Saying no can be tough for us conflict-averse folks, both at work and in the rest of our lives. Fortunately, there’s a blueprint for delivering a gracious, relationship-building “No!”
Dr. William Ury’s 2007 guide, “The Power of a Positive No: Save the Deal, Save the Relationship and Still Say No,” offers an alternative to the familiar and dysfunctional strategies of either 1. accommodating an unreasonable request; 2. attacking the other person; or 3. avoiding the confrontation altogether — what he calls the “Three-A Trap.”
This straightforward puppy conflict was a perfect opportunity to practice Ury’s “positive no.” It’s the kind of ridiculous situation that can tie me up in knots, and if you’re conflict averse, too, you probably know exactly what I mean.
An ordinary no begins and ends with “no,” but a positive no sandwiches the no between two yeses, according to Ury, who is director of the Global Negotiation Project at Harvard University.
The positive no is all about framing. Here’s how, using my own puppy problem.
Step 1: The affirmation (Yes!)
“Why do you want to say no?” Ury asks. “What are your underlying interests, needs and values? Once you have answered this question, you can then crystallize your Yes! — your intention to protect what matters most to you.”
Step 1 is the place to find common ground: What can you and the person you are in conflict with agree on? Where are you both aligned?
I want these puppies to find good homes with owners who are ready and prepared to take them. My Yes! to this prospective puppy owner sounds like: “We so want you to have the puppy that is right for you when you’re ready to take him.” (There. I’ve leapt into the middle of the conflict!)
Step 2: Establish a limit (No)
“Because no is the word we use to express our power, the normal tendency is to overdo our noes, so they come across as attacking — or to underdo our noes, so they come across as weak and hesitant,” Ury writes. “How can you be assertive without being aggressive?”
It’s a lot easier to say no when it’s grounded in your values, on what you care about — when you are clear on what you are protecting — rather than when it’s about your irritation with the other person.
My No to this prospective puppy owner sounds like: “I won’t look after the puppy for two more weeks because I need to make room in my home for new foster puppies.” (Look, Ma, no hands! I said no, and I didn’t attack her for her outrageous request.)
Step 3: End with a proposal (Yes?)
“If the first yes is an affirmation of your core interests, this second yes is an invitation to a positive outcome,” Ury writes. “As you close one door with your no, you open another with your second yes, as if to say, ‘Will you come through the door with me?’”
This final step makes things a lot easier for us conflict-averse people.

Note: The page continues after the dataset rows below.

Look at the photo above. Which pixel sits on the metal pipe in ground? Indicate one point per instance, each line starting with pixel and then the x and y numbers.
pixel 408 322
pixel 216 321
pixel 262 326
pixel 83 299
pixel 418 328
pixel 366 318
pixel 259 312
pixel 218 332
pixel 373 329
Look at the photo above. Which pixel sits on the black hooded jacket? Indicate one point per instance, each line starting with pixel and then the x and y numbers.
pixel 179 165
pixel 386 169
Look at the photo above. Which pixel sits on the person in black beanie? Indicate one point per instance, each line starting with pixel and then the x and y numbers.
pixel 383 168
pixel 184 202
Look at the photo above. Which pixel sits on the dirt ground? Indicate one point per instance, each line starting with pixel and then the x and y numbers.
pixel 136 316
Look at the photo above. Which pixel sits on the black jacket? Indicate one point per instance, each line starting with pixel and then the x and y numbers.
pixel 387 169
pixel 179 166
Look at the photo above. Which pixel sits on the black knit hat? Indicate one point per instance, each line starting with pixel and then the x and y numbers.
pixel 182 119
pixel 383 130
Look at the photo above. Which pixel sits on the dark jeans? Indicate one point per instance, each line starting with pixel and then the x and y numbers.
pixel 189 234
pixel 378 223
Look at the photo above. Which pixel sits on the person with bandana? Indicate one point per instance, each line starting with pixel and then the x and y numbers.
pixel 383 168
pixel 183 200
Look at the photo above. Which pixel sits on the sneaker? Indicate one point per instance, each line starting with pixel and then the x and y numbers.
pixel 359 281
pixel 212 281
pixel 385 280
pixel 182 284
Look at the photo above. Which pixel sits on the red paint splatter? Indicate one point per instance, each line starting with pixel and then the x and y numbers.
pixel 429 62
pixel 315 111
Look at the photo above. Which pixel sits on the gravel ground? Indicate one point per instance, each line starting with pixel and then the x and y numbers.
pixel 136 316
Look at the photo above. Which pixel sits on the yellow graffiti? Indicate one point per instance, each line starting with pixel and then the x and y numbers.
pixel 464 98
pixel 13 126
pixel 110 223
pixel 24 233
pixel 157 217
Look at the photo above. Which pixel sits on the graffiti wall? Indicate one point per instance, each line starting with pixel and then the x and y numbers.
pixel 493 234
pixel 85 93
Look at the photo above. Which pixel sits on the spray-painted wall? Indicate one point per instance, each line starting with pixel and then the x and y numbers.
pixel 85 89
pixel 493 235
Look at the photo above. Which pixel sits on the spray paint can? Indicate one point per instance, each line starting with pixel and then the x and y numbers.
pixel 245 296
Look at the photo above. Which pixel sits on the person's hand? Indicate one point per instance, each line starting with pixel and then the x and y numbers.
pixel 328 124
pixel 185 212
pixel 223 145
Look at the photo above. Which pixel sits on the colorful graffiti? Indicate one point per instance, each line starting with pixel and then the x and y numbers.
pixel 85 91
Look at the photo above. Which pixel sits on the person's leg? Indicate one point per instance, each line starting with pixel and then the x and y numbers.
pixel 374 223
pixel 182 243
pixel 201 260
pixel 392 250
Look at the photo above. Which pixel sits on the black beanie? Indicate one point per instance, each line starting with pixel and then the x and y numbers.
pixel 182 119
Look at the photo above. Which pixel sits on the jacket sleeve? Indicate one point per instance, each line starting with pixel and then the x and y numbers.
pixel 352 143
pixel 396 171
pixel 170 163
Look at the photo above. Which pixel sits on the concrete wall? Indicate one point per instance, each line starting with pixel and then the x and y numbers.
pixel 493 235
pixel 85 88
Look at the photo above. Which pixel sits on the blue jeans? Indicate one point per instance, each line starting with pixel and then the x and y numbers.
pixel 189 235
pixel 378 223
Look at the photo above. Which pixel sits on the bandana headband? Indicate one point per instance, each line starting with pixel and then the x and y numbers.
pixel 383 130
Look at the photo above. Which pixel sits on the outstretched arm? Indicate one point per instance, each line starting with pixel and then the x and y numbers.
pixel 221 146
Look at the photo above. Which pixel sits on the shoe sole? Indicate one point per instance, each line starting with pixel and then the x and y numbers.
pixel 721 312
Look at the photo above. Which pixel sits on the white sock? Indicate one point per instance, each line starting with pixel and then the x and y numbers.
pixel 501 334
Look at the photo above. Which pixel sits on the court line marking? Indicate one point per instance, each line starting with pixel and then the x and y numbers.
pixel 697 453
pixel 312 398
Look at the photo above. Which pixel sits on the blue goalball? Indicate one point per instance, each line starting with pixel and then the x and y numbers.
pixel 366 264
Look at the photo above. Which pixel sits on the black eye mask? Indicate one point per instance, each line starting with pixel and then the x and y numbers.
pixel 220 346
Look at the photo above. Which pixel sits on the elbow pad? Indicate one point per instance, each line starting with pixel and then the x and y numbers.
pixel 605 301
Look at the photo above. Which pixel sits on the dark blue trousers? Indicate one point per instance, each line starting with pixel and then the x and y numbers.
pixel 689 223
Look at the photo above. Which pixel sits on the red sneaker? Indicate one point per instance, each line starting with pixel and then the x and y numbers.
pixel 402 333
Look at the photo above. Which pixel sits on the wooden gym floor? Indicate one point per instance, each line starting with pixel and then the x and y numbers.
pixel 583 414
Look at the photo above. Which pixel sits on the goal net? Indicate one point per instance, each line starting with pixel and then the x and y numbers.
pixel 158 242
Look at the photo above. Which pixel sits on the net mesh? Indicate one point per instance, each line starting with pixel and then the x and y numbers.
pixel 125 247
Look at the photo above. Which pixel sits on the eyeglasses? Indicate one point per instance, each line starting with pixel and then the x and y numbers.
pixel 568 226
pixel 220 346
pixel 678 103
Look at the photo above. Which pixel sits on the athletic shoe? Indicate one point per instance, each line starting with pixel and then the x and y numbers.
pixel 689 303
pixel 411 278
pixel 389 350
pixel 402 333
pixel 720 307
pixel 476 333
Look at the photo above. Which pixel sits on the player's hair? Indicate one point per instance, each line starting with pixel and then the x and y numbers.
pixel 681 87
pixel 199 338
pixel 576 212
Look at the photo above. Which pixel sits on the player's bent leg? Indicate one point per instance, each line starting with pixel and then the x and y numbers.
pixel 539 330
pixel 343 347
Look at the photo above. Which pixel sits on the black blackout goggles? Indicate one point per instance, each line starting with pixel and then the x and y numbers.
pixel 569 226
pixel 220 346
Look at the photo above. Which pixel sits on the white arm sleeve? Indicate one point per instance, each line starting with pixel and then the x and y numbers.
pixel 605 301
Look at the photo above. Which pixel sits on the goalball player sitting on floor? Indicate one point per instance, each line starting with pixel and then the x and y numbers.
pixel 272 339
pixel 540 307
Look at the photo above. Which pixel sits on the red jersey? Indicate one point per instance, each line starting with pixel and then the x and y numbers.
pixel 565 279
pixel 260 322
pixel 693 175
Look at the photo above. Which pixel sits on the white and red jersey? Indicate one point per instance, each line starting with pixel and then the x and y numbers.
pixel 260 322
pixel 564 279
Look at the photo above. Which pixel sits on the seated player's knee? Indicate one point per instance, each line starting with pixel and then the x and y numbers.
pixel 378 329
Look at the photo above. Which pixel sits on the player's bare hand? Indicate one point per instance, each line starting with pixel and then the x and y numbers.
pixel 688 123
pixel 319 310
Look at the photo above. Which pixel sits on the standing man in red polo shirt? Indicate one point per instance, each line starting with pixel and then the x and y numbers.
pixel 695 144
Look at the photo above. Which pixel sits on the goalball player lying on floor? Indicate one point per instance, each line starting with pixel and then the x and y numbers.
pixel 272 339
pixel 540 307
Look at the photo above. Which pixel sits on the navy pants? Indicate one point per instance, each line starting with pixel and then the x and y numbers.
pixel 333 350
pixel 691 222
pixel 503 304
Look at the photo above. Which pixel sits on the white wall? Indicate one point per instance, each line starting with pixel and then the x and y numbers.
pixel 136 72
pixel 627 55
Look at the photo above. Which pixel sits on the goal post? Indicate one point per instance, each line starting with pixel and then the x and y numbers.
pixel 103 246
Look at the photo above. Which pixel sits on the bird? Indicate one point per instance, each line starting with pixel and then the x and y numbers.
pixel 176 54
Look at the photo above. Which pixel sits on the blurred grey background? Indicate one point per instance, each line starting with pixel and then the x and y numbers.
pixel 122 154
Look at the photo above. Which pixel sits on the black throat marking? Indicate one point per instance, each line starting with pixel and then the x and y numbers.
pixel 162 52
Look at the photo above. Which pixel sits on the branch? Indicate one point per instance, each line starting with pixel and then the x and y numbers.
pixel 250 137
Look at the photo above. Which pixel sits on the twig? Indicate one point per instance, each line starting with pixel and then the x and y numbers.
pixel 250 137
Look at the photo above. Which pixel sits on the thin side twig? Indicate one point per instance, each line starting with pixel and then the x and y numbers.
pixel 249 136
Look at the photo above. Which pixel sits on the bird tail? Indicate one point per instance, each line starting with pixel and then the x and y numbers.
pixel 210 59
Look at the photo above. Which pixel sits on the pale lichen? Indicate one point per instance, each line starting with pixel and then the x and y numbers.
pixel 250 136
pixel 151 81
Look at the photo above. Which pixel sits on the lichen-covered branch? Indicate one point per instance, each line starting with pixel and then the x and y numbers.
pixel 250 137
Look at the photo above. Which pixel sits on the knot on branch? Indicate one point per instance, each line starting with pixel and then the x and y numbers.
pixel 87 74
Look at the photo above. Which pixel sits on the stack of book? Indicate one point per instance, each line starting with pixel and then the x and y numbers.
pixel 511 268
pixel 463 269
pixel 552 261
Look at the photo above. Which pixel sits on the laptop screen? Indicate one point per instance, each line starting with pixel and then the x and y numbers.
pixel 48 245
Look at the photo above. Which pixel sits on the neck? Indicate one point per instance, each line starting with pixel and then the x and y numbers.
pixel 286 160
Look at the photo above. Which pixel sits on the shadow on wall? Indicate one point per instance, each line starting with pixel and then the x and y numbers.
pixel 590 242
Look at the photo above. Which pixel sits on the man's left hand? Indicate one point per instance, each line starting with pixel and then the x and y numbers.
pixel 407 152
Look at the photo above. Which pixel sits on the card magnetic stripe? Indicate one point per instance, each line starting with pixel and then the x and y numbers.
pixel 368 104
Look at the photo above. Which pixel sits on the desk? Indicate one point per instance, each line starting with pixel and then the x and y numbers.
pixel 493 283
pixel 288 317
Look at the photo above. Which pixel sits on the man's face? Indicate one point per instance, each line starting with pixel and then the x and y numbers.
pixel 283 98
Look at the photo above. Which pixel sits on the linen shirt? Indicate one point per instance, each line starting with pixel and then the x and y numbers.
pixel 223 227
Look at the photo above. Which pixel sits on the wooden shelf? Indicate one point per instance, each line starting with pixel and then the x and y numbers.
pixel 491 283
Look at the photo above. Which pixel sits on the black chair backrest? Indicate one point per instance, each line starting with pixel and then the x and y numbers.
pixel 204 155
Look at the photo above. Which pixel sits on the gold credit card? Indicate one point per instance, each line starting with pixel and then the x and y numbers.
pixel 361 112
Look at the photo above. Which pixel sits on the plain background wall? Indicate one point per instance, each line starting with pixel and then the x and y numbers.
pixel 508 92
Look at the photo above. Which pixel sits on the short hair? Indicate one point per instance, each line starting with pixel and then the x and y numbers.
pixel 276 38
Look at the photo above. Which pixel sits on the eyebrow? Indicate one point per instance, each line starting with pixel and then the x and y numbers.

It’s a way to sweeten the no, to find a path forward, to stay in the relationship — without compromising our values and the things we care about.
My Yes? to this prospective puppy owner sounds like: “Why don’t I call you when I have a puppy ready for adoption later this summer, so you can be present and focused on your puppy when he arrives?”
The prospective puppy owner and I ended the call in warm agreement, with the door wide open for a future adoption.
What conflict?
First published in The Seattle Times. Read my archive of Seattle Times Explore columns.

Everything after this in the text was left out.